Ver cómo los demás padecen masivamente por la misma catástrofe repetida ha logrado el efecto de hacernos sentir que algo esencial tenemos que ver con ellos. Ellos son iguales a nosotros en lo esencial, ya que una moral igualitarista se ha extendido por todo el mundo gracias a los media y al acercamiento inédito de las poblaciones.

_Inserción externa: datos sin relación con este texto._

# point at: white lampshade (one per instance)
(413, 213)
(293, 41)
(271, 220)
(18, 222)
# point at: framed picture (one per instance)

Cooperar, conectarse es cool mientras el hiperindividualismo se ha vuelto demasiado odioso. La reunión de cientos de miles de personas acercando sus vidas a lo largo del mundo contraviene la idea de que a cada uno sólo le interesaba su porvenir. Contra ese apogeo del yo exclusivo, propio del final del siglo XX, la gente se complace en la multiplicación de los lugares de encuentro, electrónicos o no, en el boyante negocio de las cadenas de restaurantes, congresos, clubes auditorios y Starbucks. La cultura del cocooning ha llegado, en suma, a su fin. Mucha gente prefiere antes inscribirse en bailes de salón que quedarse en casa. La tendencia, presente en los países anglosajones en los años ochenta y noventa, de encerrarse con todos los aparatos para el ocio y el disfrute hogareño ha girado hacia el gusto por entablar relaciones, y Martha Stewart, máxima representante de la casa encastillada, ha sido condenada por estafadora.

La palabra que sustituye en occidente al cocooning es conecting. La felicidad no correlaciona con la edad, la inteligencia, la cultura o la etnia, sino con la sustanciosa materia que crece en la relación con los semejantes. Es más quien más conexiones tiene. Siempre fue, de hecho, así. Lo nuevo es que este bien circule como un deseo ascendente en la cultura y en coherencia con el paradigma del conocimiento.

La comunidad científica pensaba hasta hace aproximadamente un siglo que el mundo había dejado de ser misterioso y que todo podía explicarse mediante la razón y los datos objetivos. Sin embargo, la física cuántica destruyó esta convicción; y al determinismo, la objetividad, la racionalidad o el orden, sucedió la imprevisibilidad y las sorpresas de la interacción. El sujeto que conoce el objeto altera con su presencia el objeto de conocimiento, de manera que sujeto y objeto interactúan para hacerse recíprocamente en la misma relación. De igual manera, el universo, según esta ciencia, no evoluciona, como se pensaba, a lo largo del tiempo y del espacio, sino que son el tiempo y el espacio los que se interpenetran para ir formándolo. El universo es lo que sea gracias a la interacción, y los sujetos/objetos también.

El todo es más o menos la suma de las partes pero nunca la exacta adición de las unidades. Esto que supo hace tiempo el mundo de la ciencia es hoy el aire de nuestro tiempo. Ni el tratamiento médico de un enfermo ni los pronósticos de una climatología local, ni el desarrollo de la vida de un gusano tienen que ver con uno o varios datos aislados sino con una vasta interacción de elementos desiguales e imprevistos.

La fuerza de trabajo del obrero era mercancía bajo el capitalismo de producción, y el obrero un sujeto-fijo (valga el pleonasmo). Ahora, en el capitalismo de ficción, el sujeto es un sujeto móvil y llega a coaligarse con la alienación para salir de ella. El sobjeto, en fin, es un ser complejo, hijo de la sociedad compleja de su tiempo, y, en consecuencia, no posee una definición firme sino varias flexibles, no cuenta con una medida de todas las cosas sino con un cruce de reglas para cada caso. No desea vivir en exclusividad, en pertenencia autóctona sino que encuentra la razón de vivir en expandirse, interferirse, inmiscuirse, ser amado y penetrado en la orgía de la conexión.